Policing Around Us
Policing around us at a glance
- In Austin, the total current funding for the Austin Police Department is 40% or roughly $400 million.
- 44% of approved APD contract money is for biometrics/surveillance. One of these contracts is for an Automatic License Plate reader that captured over 25 million license plate readings from 2016-2017 and shared the information with 817 law enforcement agencies.
- APD has a gang suppression unit and the Austin ISD Police has a joint juvenile gang taskforce. Gang lists and units have a troubled history of racial profiling.

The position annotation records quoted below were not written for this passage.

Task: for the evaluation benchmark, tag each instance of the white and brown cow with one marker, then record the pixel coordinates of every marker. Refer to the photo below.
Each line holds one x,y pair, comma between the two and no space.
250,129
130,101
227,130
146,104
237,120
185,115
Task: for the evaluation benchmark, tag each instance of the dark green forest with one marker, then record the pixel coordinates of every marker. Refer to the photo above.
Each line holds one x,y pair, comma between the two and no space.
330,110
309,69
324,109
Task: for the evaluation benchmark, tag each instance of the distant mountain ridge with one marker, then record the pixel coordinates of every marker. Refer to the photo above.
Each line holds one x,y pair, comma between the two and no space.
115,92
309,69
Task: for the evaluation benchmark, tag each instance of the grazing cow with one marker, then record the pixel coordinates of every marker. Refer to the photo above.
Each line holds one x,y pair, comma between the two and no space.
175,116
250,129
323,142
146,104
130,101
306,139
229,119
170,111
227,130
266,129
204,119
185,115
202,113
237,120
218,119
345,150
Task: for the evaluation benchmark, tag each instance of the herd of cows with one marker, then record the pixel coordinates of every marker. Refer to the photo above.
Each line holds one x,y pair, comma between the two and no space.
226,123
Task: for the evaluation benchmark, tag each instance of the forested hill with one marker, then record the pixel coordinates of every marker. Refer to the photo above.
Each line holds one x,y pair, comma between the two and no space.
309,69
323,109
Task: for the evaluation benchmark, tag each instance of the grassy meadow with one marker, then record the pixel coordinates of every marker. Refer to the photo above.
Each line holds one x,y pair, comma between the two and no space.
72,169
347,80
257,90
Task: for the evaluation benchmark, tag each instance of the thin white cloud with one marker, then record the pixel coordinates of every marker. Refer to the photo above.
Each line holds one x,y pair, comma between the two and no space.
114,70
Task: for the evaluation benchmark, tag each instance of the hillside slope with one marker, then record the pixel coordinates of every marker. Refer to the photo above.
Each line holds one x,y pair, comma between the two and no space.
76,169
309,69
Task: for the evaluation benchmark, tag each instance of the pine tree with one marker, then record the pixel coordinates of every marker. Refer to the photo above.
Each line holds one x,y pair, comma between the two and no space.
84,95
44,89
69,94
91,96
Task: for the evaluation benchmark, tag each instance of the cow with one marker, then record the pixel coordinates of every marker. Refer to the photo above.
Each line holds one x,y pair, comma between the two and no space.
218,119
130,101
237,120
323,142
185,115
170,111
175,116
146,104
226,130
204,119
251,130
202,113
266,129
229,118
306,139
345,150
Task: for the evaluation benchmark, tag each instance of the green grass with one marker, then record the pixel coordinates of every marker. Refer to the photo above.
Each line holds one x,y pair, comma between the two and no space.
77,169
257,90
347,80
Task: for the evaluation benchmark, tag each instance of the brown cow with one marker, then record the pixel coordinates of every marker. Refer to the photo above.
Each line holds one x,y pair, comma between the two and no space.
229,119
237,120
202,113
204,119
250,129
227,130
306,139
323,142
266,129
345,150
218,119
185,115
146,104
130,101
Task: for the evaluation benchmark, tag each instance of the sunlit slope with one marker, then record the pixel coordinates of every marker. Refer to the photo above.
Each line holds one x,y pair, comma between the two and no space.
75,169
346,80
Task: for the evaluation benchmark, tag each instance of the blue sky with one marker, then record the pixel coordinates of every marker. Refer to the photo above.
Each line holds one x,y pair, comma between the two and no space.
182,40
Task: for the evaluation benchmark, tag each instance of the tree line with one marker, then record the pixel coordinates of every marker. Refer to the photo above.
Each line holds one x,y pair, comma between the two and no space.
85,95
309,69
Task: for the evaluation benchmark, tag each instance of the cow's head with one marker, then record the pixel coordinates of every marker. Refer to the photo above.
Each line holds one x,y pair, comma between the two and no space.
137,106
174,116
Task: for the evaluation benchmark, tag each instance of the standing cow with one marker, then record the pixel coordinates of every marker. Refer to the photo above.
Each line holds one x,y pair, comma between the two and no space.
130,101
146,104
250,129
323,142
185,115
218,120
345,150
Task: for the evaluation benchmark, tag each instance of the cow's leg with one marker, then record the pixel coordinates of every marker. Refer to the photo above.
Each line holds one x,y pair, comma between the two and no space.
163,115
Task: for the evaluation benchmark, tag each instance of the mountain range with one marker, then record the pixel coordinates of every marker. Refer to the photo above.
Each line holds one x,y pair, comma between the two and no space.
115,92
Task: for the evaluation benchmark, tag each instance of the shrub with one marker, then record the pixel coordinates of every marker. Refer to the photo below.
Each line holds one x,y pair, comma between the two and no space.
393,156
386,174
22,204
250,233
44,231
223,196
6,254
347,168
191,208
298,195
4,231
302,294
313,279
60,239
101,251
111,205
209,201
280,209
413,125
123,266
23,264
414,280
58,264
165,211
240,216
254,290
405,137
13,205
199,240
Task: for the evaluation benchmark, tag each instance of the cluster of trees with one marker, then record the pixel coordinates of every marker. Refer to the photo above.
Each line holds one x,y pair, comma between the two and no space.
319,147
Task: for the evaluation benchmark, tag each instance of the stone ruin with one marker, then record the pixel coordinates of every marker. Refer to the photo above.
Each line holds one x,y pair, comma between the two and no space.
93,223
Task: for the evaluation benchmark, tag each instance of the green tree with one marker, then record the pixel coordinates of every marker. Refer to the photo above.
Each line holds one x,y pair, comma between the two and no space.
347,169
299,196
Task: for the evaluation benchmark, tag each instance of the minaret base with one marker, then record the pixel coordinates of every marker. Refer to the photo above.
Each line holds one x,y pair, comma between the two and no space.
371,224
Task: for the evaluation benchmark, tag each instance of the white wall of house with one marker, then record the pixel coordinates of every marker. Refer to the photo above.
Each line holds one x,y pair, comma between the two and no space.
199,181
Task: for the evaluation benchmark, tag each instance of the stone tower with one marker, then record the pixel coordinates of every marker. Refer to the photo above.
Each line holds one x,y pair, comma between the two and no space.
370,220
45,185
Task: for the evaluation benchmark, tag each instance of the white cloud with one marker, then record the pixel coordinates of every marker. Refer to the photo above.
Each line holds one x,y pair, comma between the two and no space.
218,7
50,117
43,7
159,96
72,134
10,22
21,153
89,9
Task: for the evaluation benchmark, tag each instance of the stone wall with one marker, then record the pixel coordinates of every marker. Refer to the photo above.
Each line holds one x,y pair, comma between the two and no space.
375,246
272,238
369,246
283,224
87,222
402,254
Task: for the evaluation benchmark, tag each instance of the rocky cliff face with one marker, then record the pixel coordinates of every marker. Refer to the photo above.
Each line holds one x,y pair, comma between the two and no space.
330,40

- While the majority of APD funding comes from the city, APD has also applied for and received external grants. An example is the 1 million dollar grant that APD received from the Department of Justice for the Riverside Togetherness Project (RTP). The RTP increased policing in the Riverside area, where Mike Ramos was shot and killed by APD.
- The City Manager, Spencer Cronk who recently came to Austin from Mineappolis, is in charge of drafting the budget and present to the City Council for a vote.
- This year, budget hearings are scheduled for July 23rd, 30th, and August 4th. Final vote to approve the budget will take place from August 12th-14th.
- In Travis County, the Justice System and Public Safety — which includes the Sheriff’s department — take up 1/3 of the county’s general funds.
- Travis County currently has an electronic monitoring contract with a company owned by prison profiteer CoreCivic as well as database contracts with companies that routinely share information with ICE.
- Travis County is a partner to the Austin Intelligence Regional Center and has an active contract with them.
- ICE has open access to the Travis County Jail and all database records.
- The Preliminary County Budget will be published by July 27, 2020. The budget and tax rate will be adopted on September 29, 2020.
- Surrounding Areas
- While we are focusing our efforts on the City of Austin and Travis County, it is important to keep an eye on our neighboring counties, particularly Bastrop, Williamson, Hays, and Caldwell. Investment of money in policing at the expense of community needs is not exclusive to large urban areas. Suburban and rural counties and cities dedicate significant resources to policing that could be used to infuse local economies. An example of this is the alarming rate of U.S. Department of Agriculture grants that are used for incarceration purposes.
- In all cities and counties in Texas, policing inevitably leads to the ICE detention and deportation pipeline due to SB4, surveillance, and data sharing.